Non è così, la Garcés ha ragione. Se alla lettura di due parole di Kant si aggiungesse l’osservazione del frontespizio dell’Encyclopédie, ci si accorgerebbe che già agli Illuministi era chiaro ciò che ci spiazza. Si vede infatti un lume che non dissipa del tutto le tenebre ma le spinge più in là; l’effetto paradossale è che più aumenta la luce più si ampliano i confini dell’oscurità. Quella fra conoscenza e ignoranza non è un’alternativa, insiste la Garcés, è una tensione polarizzante. Senza l’una non ci sarebbe l’altra.
La scuola, come sempre, è una cartina di tornasole. La retorica dell’istruzione negli ultimi decenni è stata di sostituire le conoscenze (un tempo si chiamava nozionismo) con le competenze. Queste ultime non solo si risolvono sovente in vaghe supercazzole che gli insegnanti ricopiano su moduli che nessuno leggerà, prima di rimettersi a far lezione compitando da manuali che gli studenti si sforzeranno di imparare a memoria per strappare un 7+. Il paradosso, evidenzia la Garcés, è che a scuola le competenze sono un ennesimo travestimento di questa mitologia pseudo-illuminista dell’accumulo emancipatorio: “Un apprendimento vuoto di contenuti in realtà non è un apprendimento, è un addestramento. E una conoscenza che non risvegli la capacità di porre domande e andare oltre è una dottrina, per quanto la si voglia vestire da scienza”.

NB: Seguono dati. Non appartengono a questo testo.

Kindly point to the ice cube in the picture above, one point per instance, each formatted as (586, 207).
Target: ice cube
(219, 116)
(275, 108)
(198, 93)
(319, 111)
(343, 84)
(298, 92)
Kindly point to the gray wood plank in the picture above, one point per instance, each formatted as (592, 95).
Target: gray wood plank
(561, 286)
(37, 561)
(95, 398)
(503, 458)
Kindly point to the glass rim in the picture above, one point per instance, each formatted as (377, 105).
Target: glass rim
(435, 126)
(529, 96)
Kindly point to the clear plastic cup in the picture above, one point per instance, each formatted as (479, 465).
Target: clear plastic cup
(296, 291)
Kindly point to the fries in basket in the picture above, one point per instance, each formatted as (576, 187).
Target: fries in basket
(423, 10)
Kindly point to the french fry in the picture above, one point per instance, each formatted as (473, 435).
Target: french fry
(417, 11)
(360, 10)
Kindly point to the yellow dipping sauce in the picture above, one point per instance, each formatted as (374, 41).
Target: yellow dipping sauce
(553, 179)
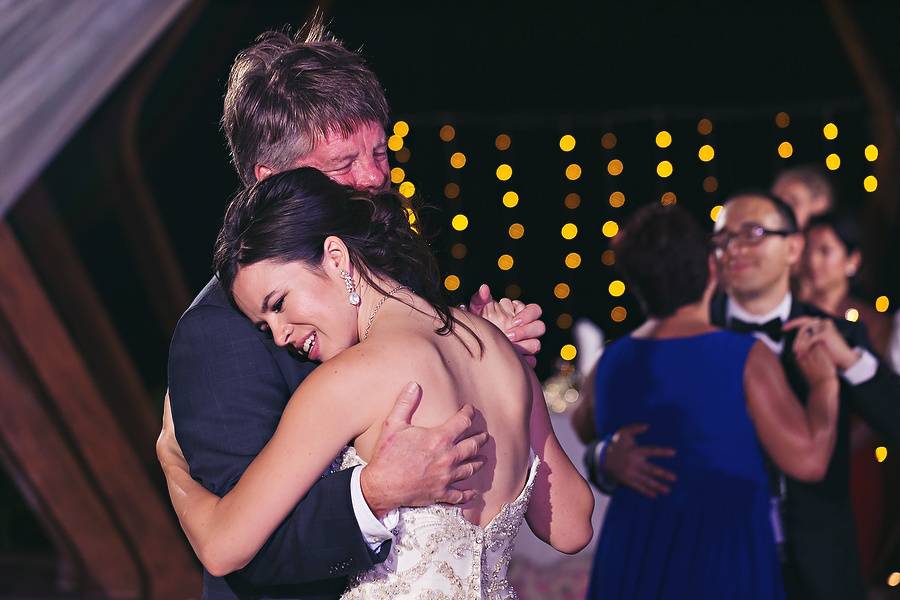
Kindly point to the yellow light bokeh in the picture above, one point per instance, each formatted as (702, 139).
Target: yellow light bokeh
(617, 199)
(568, 352)
(504, 172)
(615, 167)
(447, 133)
(664, 168)
(401, 128)
(608, 141)
(569, 231)
(457, 160)
(610, 229)
(871, 152)
(407, 189)
(663, 139)
(785, 149)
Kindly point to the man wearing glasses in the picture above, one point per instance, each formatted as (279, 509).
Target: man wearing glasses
(756, 242)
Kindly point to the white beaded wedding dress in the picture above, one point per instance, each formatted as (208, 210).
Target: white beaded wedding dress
(438, 555)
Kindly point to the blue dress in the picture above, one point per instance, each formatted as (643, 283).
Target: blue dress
(710, 537)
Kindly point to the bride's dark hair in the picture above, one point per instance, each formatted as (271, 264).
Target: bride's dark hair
(286, 218)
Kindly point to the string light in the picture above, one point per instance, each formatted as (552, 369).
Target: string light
(457, 160)
(447, 133)
(663, 139)
(610, 229)
(615, 167)
(401, 128)
(785, 149)
(569, 231)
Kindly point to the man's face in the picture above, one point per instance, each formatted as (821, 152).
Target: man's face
(755, 268)
(358, 160)
(801, 198)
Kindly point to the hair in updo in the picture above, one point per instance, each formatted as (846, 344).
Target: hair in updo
(286, 218)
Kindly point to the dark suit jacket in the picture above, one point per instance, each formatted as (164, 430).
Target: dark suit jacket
(822, 555)
(228, 385)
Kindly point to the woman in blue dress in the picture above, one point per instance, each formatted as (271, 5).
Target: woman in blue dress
(722, 401)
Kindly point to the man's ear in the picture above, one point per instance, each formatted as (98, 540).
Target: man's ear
(261, 172)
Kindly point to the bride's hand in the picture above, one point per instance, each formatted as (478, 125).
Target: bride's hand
(521, 322)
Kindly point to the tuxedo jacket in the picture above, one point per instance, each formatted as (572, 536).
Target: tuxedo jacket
(822, 560)
(228, 385)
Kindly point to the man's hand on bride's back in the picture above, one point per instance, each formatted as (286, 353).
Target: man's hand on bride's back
(418, 466)
(520, 322)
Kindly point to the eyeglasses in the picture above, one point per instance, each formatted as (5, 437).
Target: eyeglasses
(748, 235)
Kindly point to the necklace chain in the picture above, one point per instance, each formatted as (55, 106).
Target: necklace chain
(377, 306)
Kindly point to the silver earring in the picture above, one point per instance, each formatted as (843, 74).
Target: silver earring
(351, 289)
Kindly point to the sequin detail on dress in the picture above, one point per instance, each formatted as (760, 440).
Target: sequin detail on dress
(438, 555)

Il mito delle competenze vive sull’illusoria convinzione che le tenebre possano essere sconfitte cambiando metodo d’insegnamento e trasmettendo agli alunni una forma in luogo di un contenuto; preparandoli insomma a un’adattabilità indefinita, che valorizzi la singolarità di ciascuno fornendogli una fiaccola individuale nelle sue caratteristiche ma universale negli effetti. A ciascuno la propria lanterna, a tutti la stessa luce. E’ però, come dice la Garcés, niente più che una dottrina, una pseudoscienza che dimentica come fra conoscenza e ignoranza viga il rapporto che lega l’area di un cerchio alla circonferenza: “La scienza contemporanea ci mostra l’immensità di ciò che non sappiamo. La tecnologia attuale ci offre strumenti di una potenza sempre più grande ma sempre più difficili da comprendere. Questi fattori confluiscono nella sensazione generalizzata che ci avviamo verso un futuro di cui non sappiamo niente e che assomiglierà pochissimo all’immaginario di progresso che ci lasciamo alle spalle. Ne risulta una situazione paradossale, in cui cresce la conoscenza e cresce l’ignoranza, cresce l’informazione e cresce il disorientamento, cresce la documentazione e cresce la paura”.